Given that GIR and GXR have the same active moiety, decision makers may assume that GIR and GXR are interchangeable and consider the use of GIR instead of GXR to reduce drug costs. However, clinical evidence supporting GIR use in ADHD has been limited. The current study showed that the lower pharmacy costs associated with GIR use were offset by higher medical costs, resulting in comparable total healthcare costs. Results of this study, combined with prior evidence,12,15,29 indicate the need for further investigation of health outcomes associated with GIR’s off-label use in ADHD relative to GXR to assess thistreatment strategy’s relative value.

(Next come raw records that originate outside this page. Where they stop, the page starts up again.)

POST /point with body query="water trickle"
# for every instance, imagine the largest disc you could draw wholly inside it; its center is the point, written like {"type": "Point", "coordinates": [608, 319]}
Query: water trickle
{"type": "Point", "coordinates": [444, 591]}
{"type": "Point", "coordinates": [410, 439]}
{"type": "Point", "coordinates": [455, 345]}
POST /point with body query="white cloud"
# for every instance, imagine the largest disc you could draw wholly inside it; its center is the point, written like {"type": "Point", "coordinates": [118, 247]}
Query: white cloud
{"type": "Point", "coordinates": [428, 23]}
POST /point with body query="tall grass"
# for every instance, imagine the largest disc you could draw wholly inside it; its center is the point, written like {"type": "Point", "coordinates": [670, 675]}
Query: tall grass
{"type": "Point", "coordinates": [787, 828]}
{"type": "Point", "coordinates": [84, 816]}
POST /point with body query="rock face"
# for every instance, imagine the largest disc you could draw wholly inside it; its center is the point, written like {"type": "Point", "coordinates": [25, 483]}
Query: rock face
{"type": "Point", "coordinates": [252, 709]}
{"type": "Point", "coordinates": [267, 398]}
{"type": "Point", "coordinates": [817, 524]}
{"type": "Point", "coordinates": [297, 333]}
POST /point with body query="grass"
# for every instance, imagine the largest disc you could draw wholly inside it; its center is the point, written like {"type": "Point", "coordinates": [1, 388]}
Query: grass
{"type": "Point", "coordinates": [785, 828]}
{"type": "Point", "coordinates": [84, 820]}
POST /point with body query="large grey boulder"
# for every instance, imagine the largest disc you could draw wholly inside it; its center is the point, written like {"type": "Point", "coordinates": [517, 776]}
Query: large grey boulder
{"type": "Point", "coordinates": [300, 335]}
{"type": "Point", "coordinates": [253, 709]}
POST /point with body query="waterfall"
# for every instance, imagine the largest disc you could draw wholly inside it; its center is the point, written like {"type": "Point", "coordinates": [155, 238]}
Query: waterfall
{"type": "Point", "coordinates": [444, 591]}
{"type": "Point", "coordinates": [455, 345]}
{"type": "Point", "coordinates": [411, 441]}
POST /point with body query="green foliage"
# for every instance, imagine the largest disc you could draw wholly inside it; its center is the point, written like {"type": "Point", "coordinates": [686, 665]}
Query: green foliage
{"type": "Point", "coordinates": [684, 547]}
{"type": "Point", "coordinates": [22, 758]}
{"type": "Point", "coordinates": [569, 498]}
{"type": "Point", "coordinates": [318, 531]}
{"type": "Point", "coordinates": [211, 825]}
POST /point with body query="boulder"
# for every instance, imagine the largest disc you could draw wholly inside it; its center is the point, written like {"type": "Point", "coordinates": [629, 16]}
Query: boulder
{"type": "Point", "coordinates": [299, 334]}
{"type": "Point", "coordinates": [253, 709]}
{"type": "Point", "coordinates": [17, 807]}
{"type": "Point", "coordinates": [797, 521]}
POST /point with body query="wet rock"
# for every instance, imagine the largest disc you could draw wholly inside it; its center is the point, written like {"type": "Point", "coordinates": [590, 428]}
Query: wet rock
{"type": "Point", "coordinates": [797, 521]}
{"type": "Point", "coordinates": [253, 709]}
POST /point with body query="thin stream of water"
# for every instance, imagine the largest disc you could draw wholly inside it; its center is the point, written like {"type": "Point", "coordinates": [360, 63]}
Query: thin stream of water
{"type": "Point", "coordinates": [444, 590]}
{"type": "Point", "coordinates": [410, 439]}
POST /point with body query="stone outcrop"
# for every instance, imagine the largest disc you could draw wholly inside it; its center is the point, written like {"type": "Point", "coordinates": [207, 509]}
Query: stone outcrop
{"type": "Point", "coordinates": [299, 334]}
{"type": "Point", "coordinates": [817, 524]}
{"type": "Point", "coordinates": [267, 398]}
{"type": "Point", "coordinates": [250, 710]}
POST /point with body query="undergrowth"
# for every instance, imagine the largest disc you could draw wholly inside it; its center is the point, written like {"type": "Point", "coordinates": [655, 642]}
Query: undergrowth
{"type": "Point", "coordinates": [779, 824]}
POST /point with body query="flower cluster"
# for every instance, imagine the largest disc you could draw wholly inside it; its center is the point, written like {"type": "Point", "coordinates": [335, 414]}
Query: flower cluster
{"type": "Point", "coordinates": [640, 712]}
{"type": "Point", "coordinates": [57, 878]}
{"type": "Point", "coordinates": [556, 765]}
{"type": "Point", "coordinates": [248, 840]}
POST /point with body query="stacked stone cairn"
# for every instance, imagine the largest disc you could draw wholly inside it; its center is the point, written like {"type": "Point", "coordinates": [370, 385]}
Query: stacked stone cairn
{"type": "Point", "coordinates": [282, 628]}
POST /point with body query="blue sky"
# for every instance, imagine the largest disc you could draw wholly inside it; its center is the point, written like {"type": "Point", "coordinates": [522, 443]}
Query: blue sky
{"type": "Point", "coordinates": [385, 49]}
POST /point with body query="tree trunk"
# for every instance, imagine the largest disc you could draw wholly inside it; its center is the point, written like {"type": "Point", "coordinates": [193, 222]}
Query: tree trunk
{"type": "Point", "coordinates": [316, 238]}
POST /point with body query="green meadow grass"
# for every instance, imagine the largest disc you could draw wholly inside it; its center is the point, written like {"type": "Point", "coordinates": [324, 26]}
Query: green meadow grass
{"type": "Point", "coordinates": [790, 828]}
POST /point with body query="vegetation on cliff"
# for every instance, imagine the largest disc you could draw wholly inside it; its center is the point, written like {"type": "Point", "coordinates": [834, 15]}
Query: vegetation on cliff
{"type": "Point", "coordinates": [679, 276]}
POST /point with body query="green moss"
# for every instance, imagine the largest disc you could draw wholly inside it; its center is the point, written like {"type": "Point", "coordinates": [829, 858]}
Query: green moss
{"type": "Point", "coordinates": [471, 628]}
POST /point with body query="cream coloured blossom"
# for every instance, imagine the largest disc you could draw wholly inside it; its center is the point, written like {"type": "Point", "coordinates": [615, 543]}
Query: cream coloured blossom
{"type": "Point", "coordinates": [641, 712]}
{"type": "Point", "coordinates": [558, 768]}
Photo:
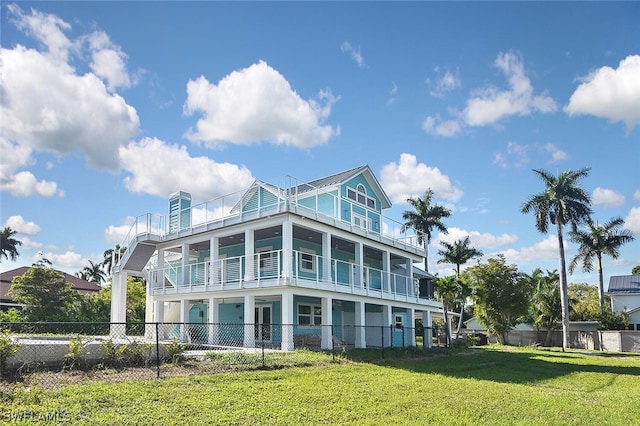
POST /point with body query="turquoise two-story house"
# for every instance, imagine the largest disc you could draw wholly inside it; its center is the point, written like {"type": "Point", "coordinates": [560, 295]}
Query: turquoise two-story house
{"type": "Point", "coordinates": [308, 262]}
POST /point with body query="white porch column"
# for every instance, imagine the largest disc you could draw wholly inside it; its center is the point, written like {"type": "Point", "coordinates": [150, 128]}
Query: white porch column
{"type": "Point", "coordinates": [387, 320]}
{"type": "Point", "coordinates": [249, 255]}
{"type": "Point", "coordinates": [361, 341]}
{"type": "Point", "coordinates": [326, 258]}
{"type": "Point", "coordinates": [386, 268]}
{"type": "Point", "coordinates": [213, 261]}
{"type": "Point", "coordinates": [287, 321]}
{"type": "Point", "coordinates": [118, 303]}
{"type": "Point", "coordinates": [411, 314]}
{"type": "Point", "coordinates": [428, 332]}
{"type": "Point", "coordinates": [287, 251]}
{"type": "Point", "coordinates": [327, 322]}
{"type": "Point", "coordinates": [249, 321]}
{"type": "Point", "coordinates": [186, 279]}
{"type": "Point", "coordinates": [184, 319]}
{"type": "Point", "coordinates": [213, 320]}
{"type": "Point", "coordinates": [359, 271]}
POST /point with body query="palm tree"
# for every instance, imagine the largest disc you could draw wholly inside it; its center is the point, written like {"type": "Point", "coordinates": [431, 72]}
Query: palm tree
{"type": "Point", "coordinates": [447, 290]}
{"type": "Point", "coordinates": [458, 254]}
{"type": "Point", "coordinates": [423, 219]}
{"type": "Point", "coordinates": [596, 240]}
{"type": "Point", "coordinates": [9, 245]}
{"type": "Point", "coordinates": [93, 273]}
{"type": "Point", "coordinates": [562, 202]}
{"type": "Point", "coordinates": [546, 303]}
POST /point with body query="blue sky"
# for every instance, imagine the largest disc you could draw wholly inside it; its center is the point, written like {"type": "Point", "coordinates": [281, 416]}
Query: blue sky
{"type": "Point", "coordinates": [108, 107]}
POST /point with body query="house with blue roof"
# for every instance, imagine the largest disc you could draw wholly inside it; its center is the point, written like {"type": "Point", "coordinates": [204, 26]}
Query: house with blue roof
{"type": "Point", "coordinates": [306, 262]}
{"type": "Point", "coordinates": [624, 292]}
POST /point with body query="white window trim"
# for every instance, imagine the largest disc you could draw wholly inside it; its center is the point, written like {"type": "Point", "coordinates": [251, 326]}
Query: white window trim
{"type": "Point", "coordinates": [312, 314]}
{"type": "Point", "coordinates": [305, 251]}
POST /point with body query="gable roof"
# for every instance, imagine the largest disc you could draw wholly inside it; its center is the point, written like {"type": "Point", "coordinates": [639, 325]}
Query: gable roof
{"type": "Point", "coordinates": [625, 284]}
{"type": "Point", "coordinates": [342, 177]}
{"type": "Point", "coordinates": [77, 284]}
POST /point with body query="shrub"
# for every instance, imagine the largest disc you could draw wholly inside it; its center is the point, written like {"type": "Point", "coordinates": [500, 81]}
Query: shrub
{"type": "Point", "coordinates": [8, 348]}
{"type": "Point", "coordinates": [73, 358]}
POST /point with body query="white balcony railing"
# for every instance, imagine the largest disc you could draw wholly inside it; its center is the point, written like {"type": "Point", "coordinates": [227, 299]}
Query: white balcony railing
{"type": "Point", "coordinates": [269, 269]}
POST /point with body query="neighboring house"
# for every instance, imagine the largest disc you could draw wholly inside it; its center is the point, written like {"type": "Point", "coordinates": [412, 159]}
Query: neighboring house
{"type": "Point", "coordinates": [624, 291]}
{"type": "Point", "coordinates": [316, 258]}
{"type": "Point", "coordinates": [7, 302]}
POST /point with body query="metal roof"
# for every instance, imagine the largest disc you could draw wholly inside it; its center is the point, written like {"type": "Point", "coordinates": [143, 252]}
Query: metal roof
{"type": "Point", "coordinates": [624, 284]}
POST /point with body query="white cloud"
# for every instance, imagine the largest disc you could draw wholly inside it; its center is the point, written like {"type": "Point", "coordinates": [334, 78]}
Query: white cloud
{"type": "Point", "coordinates": [257, 104]}
{"type": "Point", "coordinates": [607, 197]}
{"type": "Point", "coordinates": [557, 154]}
{"type": "Point", "coordinates": [445, 83]}
{"type": "Point", "coordinates": [18, 224]}
{"type": "Point", "coordinates": [490, 104]}
{"type": "Point", "coordinates": [516, 156]}
{"type": "Point", "coordinates": [408, 178]}
{"type": "Point", "coordinates": [65, 112]}
{"type": "Point", "coordinates": [108, 61]}
{"type": "Point", "coordinates": [355, 54]}
{"type": "Point", "coordinates": [478, 240]}
{"type": "Point", "coordinates": [435, 126]}
{"type": "Point", "coordinates": [613, 94]}
{"type": "Point", "coordinates": [546, 249]}
{"type": "Point", "coordinates": [632, 221]}
{"type": "Point", "coordinates": [161, 169]}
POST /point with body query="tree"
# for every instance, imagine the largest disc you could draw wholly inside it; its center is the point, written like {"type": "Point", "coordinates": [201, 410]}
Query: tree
{"type": "Point", "coordinates": [45, 293]}
{"type": "Point", "coordinates": [562, 202]}
{"type": "Point", "coordinates": [109, 255]}
{"type": "Point", "coordinates": [93, 273]}
{"type": "Point", "coordinates": [424, 218]}
{"type": "Point", "coordinates": [9, 245]}
{"type": "Point", "coordinates": [594, 241]}
{"type": "Point", "coordinates": [447, 290]}
{"type": "Point", "coordinates": [459, 253]}
{"type": "Point", "coordinates": [501, 295]}
{"type": "Point", "coordinates": [546, 305]}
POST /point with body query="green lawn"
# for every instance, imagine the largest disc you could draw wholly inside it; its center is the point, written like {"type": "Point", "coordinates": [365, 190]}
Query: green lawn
{"type": "Point", "coordinates": [489, 385]}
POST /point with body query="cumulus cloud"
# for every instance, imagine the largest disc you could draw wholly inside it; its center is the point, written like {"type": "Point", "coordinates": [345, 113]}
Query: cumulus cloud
{"type": "Point", "coordinates": [479, 240]}
{"type": "Point", "coordinates": [355, 54]}
{"type": "Point", "coordinates": [516, 156]}
{"type": "Point", "coordinates": [17, 223]}
{"type": "Point", "coordinates": [444, 83]}
{"type": "Point", "coordinates": [546, 249]}
{"type": "Point", "coordinates": [257, 104]}
{"type": "Point", "coordinates": [408, 178]}
{"type": "Point", "coordinates": [610, 93]}
{"type": "Point", "coordinates": [632, 221]}
{"type": "Point", "coordinates": [66, 111]}
{"type": "Point", "coordinates": [557, 154]}
{"type": "Point", "coordinates": [607, 197]}
{"type": "Point", "coordinates": [161, 169]}
{"type": "Point", "coordinates": [489, 105]}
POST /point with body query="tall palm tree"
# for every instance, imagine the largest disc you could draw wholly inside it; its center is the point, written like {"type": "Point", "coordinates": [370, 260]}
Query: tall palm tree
{"type": "Point", "coordinates": [93, 273]}
{"type": "Point", "coordinates": [459, 253]}
{"type": "Point", "coordinates": [596, 240]}
{"type": "Point", "coordinates": [546, 303]}
{"type": "Point", "coordinates": [424, 218]}
{"type": "Point", "coordinates": [563, 202]}
{"type": "Point", "coordinates": [9, 245]}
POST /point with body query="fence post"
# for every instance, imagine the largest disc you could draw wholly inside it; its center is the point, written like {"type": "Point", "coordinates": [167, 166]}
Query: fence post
{"type": "Point", "coordinates": [157, 350]}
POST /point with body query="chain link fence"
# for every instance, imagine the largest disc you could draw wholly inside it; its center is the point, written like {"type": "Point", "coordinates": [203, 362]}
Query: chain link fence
{"type": "Point", "coordinates": [54, 354]}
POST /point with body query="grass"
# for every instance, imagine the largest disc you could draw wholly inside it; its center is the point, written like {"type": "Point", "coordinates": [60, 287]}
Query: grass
{"type": "Point", "coordinates": [490, 385]}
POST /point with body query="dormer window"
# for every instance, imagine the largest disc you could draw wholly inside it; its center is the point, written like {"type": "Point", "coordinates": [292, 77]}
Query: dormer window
{"type": "Point", "coordinates": [359, 195]}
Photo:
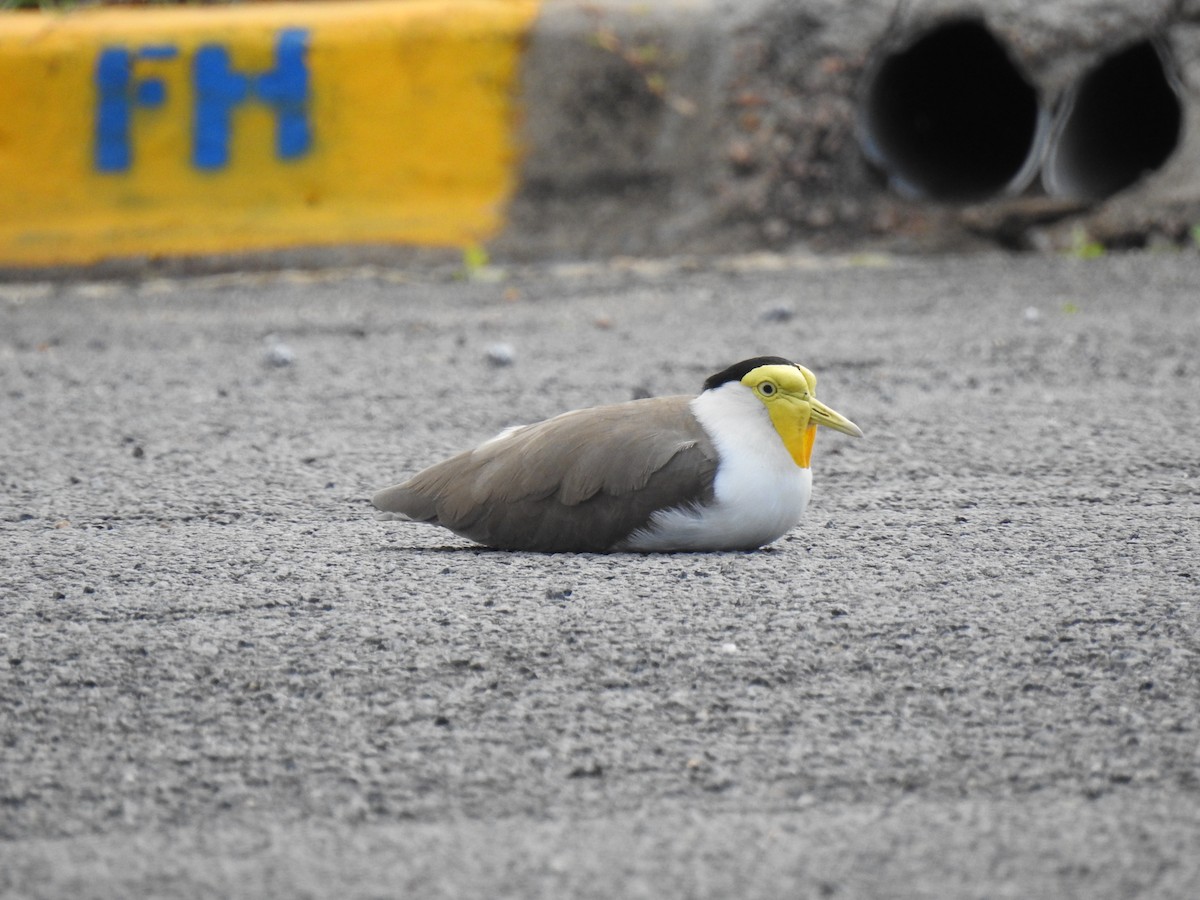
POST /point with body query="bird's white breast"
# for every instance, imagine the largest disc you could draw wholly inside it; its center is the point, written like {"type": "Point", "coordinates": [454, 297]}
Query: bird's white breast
{"type": "Point", "coordinates": [760, 492]}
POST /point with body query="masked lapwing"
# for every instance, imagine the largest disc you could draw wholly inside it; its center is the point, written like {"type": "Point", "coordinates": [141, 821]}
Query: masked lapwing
{"type": "Point", "coordinates": [727, 469]}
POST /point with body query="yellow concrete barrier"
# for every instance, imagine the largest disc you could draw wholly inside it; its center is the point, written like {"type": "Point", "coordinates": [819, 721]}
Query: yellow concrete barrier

This study is subject to several limitations. First, although the study uses multiple regressions to control for the observed baseline characteristics, unobserved confounding, which is a common limitation in observational studies, might still impact the analysis. At baseline, it appeared that patients in the GIR cohort might have been more severely ill because they generally had a higher prevalence of comorbidities and utilized more resources than the GXR cohort. Adjusting for differences in observed baseline characteristics, including comorbidities, and the corresponding resource utilization and costs, might control for the difference in disease severity to a certain extent. However, the difference in clinical severity was unobserved. If this difference remained after controlling for the baseline variables in the model, the results could be biased. More information on clinical severity or symptoms might help improve the study, but only randomized, controlled studies can validly address the unobserved confounding issue. Second, because this study only examined data collected from commercial health plans, caution should be exercised in generalizing this study’s results to other populations. Lastly, only the first 6 months following treatment initiation were analyzed due to the recent entry of GXR. Further research with a longer time horizon in which treatment outcomes can be assessed is warranted to better compare the longterm impacts of GIR and GXR use.
After adjustment for observed baseline differences, this retrospective claims analysis found that GXR use by children and adolescents was associated with lower rates of therapy adjustment and fewer inpatient and ED visits compared with GIR use. Medical costs were higher among GIR users than GXR users, which offset the lower drug costs associated with GIR use and led to comparable total healthcare costs between the 2 groups. These findings could inform decision and policy makers by highlighting the tradeoffs associated with the use of GIR and GXR.